After my mum died (my only relative living in UK as db moved overseas), a friend said, “don’t make any sudden major decisions, a close bereavement is a huge thing and you may feel like you need to do something huge in recognition or response, but in my experience it’s better to let things ride for a while.”

In hindsight she was right. I felt like my whole life need something - I didn’t know what. Some days I wanted to change career, then move house or buy a holiday home, travel.

But what I really needed to do was grieve.

Five years later, I’m still not back to my old self but I feel much better. I planted roses in my garden because my mum loved them. I made a big effort to make new friends. I took up yoga and hiking.

Seamoss · 26/09/2025 13:02

PrimeTimeNow · 26/09/2025 11:09

Invest in psychotherapy, OP. It will be the greatest gift you could possibly ever give yourself. When you have sorted out your head and heart the answers to the rest of it all will follow.

This is absolutely excellent advice.

You sounds utterly lost in your post. Find happiness and peace within yourself before you make external changes which will only ever be a temporary distraction.

I will add that if you do get psychotherapy, find a good one. Someone who's trained as an analyst with the Tavi, or Northern school, or similar. Someone who's had their own analysis and has ongoing supervision.

And encourage your DH to have therapy too. If you grow and he doesn't, you may find yourself unwilling to put up with him

EuclidianGeometryFan · 26/09/2025 13:06

The "county cottage" is a red herring. It is an image of a certain lifestyle. A fantasy. If you did move to such a cottage, you would find that life did not turn out as you imagined it would.
There are loads of real-life drawbacks, such as isolation, transport, etc., (as well as moving hundreds of miles away).
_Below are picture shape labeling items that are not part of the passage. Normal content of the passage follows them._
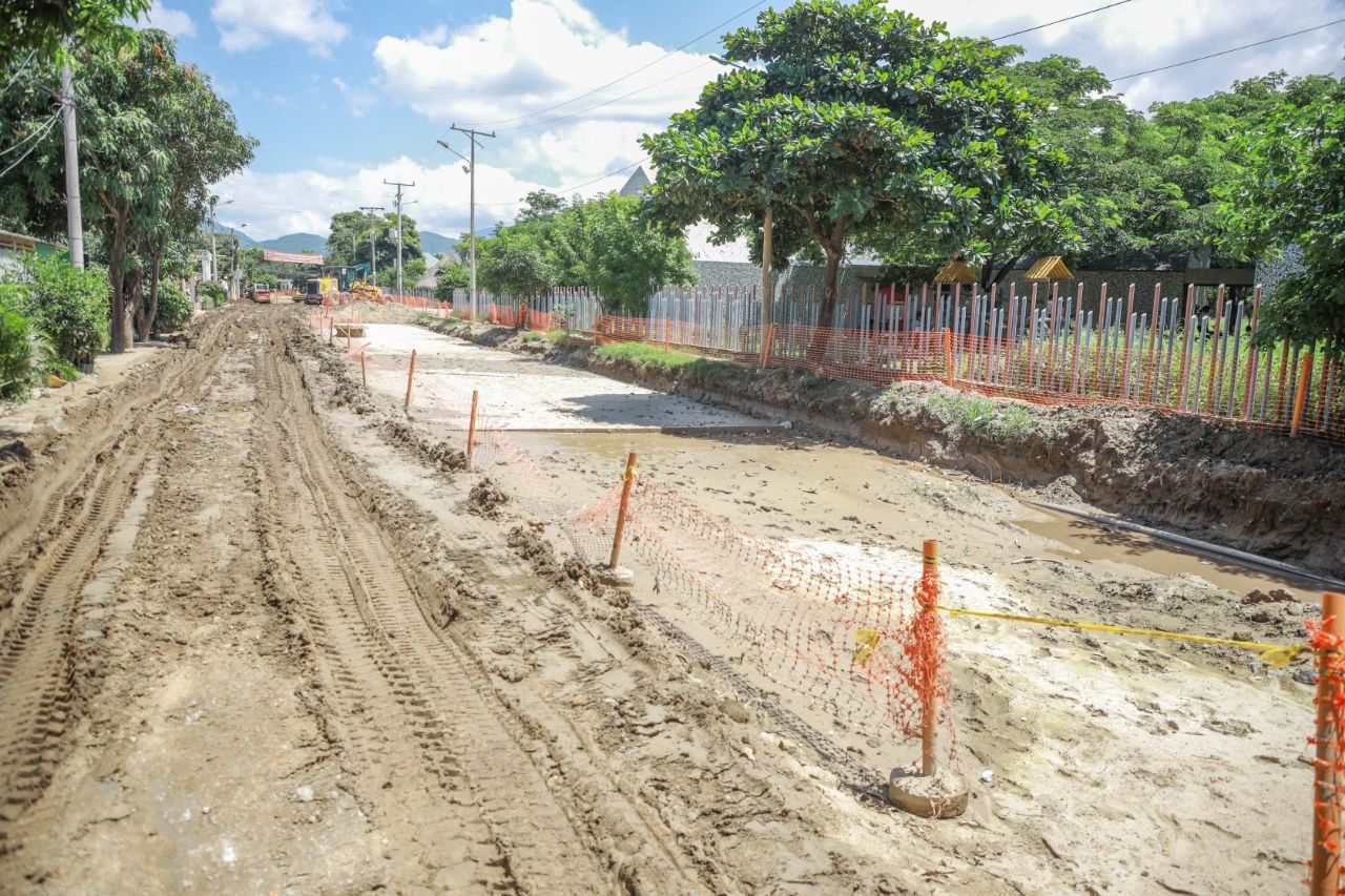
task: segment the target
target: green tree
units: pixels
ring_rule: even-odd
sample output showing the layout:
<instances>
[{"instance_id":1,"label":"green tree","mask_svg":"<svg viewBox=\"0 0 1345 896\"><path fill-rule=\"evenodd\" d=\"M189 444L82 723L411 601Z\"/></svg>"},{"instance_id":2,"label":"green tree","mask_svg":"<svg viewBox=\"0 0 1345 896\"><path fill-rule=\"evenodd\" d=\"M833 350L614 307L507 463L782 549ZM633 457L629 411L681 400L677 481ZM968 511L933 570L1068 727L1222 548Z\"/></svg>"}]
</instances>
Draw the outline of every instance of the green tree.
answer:
<instances>
[{"instance_id":1,"label":"green tree","mask_svg":"<svg viewBox=\"0 0 1345 896\"><path fill-rule=\"evenodd\" d=\"M75 365L93 363L108 334L108 272L71 268L58 256L24 258L7 274L22 296L13 311L28 318L58 354Z\"/></svg>"},{"instance_id":2,"label":"green tree","mask_svg":"<svg viewBox=\"0 0 1345 896\"><path fill-rule=\"evenodd\" d=\"M476 241L476 280L488 292L526 300L555 283L555 268L526 229L503 227Z\"/></svg>"},{"instance_id":3,"label":"green tree","mask_svg":"<svg viewBox=\"0 0 1345 896\"><path fill-rule=\"evenodd\" d=\"M1243 164L1217 188L1224 245L1262 257L1290 246L1302 269L1260 311L1258 336L1345 354L1345 81L1307 104L1286 96L1258 128L1233 139ZM1319 85L1318 85L1319 86Z\"/></svg>"},{"instance_id":4,"label":"green tree","mask_svg":"<svg viewBox=\"0 0 1345 896\"><path fill-rule=\"evenodd\" d=\"M773 214L775 252L811 244L826 264L820 320L855 226L939 234L990 261L978 226L1025 238L1069 233L1053 204L1059 152L1040 144L1040 102L1005 69L1015 48L950 36L881 0L810 0L724 39L749 69L721 75L695 109L643 145L658 168L650 211L755 237Z\"/></svg>"},{"instance_id":5,"label":"green tree","mask_svg":"<svg viewBox=\"0 0 1345 896\"><path fill-rule=\"evenodd\" d=\"M584 219L582 283L609 308L642 313L650 295L664 284L695 283L686 241L660 233L640 215L640 199L611 195L576 210Z\"/></svg>"},{"instance_id":6,"label":"green tree","mask_svg":"<svg viewBox=\"0 0 1345 896\"><path fill-rule=\"evenodd\" d=\"M374 234L374 249L378 258L378 281L383 283L383 270L394 270L397 266L397 215L386 213L383 215L367 215L363 211L338 211L332 215L331 234L327 237L327 264L332 265L367 265L369 264L369 235ZM425 253L420 245L420 230L416 219L402 215L402 265L405 266L402 280L410 285L410 262L421 258ZM421 273L425 268L421 266ZM395 273L393 283L395 283Z\"/></svg>"},{"instance_id":7,"label":"green tree","mask_svg":"<svg viewBox=\"0 0 1345 896\"><path fill-rule=\"evenodd\" d=\"M434 297L452 301L455 289L467 289L472 283L471 270L461 261L441 261L434 268Z\"/></svg>"},{"instance_id":8,"label":"green tree","mask_svg":"<svg viewBox=\"0 0 1345 896\"><path fill-rule=\"evenodd\" d=\"M149 0L0 0L0 69L56 58L62 40L116 43L124 19L149 12Z\"/></svg>"},{"instance_id":9,"label":"green tree","mask_svg":"<svg viewBox=\"0 0 1345 896\"><path fill-rule=\"evenodd\" d=\"M139 296L155 260L175 237L199 226L204 187L252 157L227 104L194 69L180 65L163 31L125 30L116 51L86 46L74 54L79 105L79 178L90 254L108 265L112 348L129 343L126 311L148 322ZM0 132L31 133L51 112L47 73L19 70L0 104ZM0 182L0 217L36 235L65 233L65 156L48 133L23 165ZM153 291L153 287L151 288Z\"/></svg>"}]
</instances>

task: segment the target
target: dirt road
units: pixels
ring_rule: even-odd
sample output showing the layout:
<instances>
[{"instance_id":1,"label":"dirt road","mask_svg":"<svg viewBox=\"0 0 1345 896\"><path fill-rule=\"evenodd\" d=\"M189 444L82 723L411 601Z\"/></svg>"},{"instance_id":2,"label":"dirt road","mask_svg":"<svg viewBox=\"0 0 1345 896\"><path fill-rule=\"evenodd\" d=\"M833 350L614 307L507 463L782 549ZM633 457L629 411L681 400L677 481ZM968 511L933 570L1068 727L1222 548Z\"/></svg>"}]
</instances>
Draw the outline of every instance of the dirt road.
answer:
<instances>
[{"instance_id":1,"label":"dirt road","mask_svg":"<svg viewBox=\"0 0 1345 896\"><path fill-rule=\"evenodd\" d=\"M894 862L882 813L465 484L404 463L434 518L369 476L391 449L330 428L305 342L211 315L4 456L3 889L998 888Z\"/></svg>"},{"instance_id":2,"label":"dirt road","mask_svg":"<svg viewBox=\"0 0 1345 896\"><path fill-rule=\"evenodd\" d=\"M300 311L227 308L160 355L0 451L5 892L1263 893L1302 877L1305 814L1282 805L1310 775L1299 683L976 627L956 644L956 713L964 771L995 783L963 819L904 817L866 792L896 740L772 700L648 583L597 583L433 426L359 389ZM565 439L535 447L557 498L613 465ZM705 498L749 525L839 549L890 522L861 509L824 527L842 461L816 447L768 447L822 492L788 515L752 503L740 468L759 448L683 447L664 472L709 476L724 492ZM841 484L866 491L855 475ZM991 488L902 488L911 531L963 521L954 557L1022 553L987 548L1010 531ZM1204 612L1182 583L1137 597L1130 573L1046 566L1011 566L1024 608ZM999 605L989 566L948 574Z\"/></svg>"}]
</instances>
You already have a garden - is it big enough? Could you get an allotment as well? Or offer to regularly do the garden for an elderly person nearby?

Is there anything stopping you getting chickens in your current garden?
Is there anything stopping you getting a rescue dog now?
Or are the chickens and dog just part of the fantasy image?

Where is your husband in this fantasy of the country cottage? Is he in the garden with you? (Does he do any gardening now?) Is he in the house? Or is he absent?

You are grieving your recent loss of your parents. Don't make any big changes for about 3 years - set yourself this firm rule. Spend the next 3 years "finding yourself" again. Who were you before you had DS?

After 3 years, you can reconsider and make plans with DH (or without him?) for the next decades of your life.

crazeekat · 26/09/2025 13:09

I would do the move. If you drive you would be surprised how even an hour drive away the costs of houses come down from high end places. Do it. You won’t regret it and if u do, just move back. And don’t get one rescue dog, get two. And a couple of cats.

GOODCAT · 26/09/2025 18:09

I wouldn't make a massive move either now as it sounds less about where you live and more about how you spend your time. However, I would try lots of new things.

As a poster said upthread, a bit of new exercise, new socialising, new outdoor activities, new things to look after yourself, new creativity. These can be small such as trying a new healthy recipe, growing something new in your garden, walking an extra mile a day or similar. Over time you will drop lots of these but some will be what you enjoy, but the habit of trying new things keeps you out of a rut and gives you a purpose.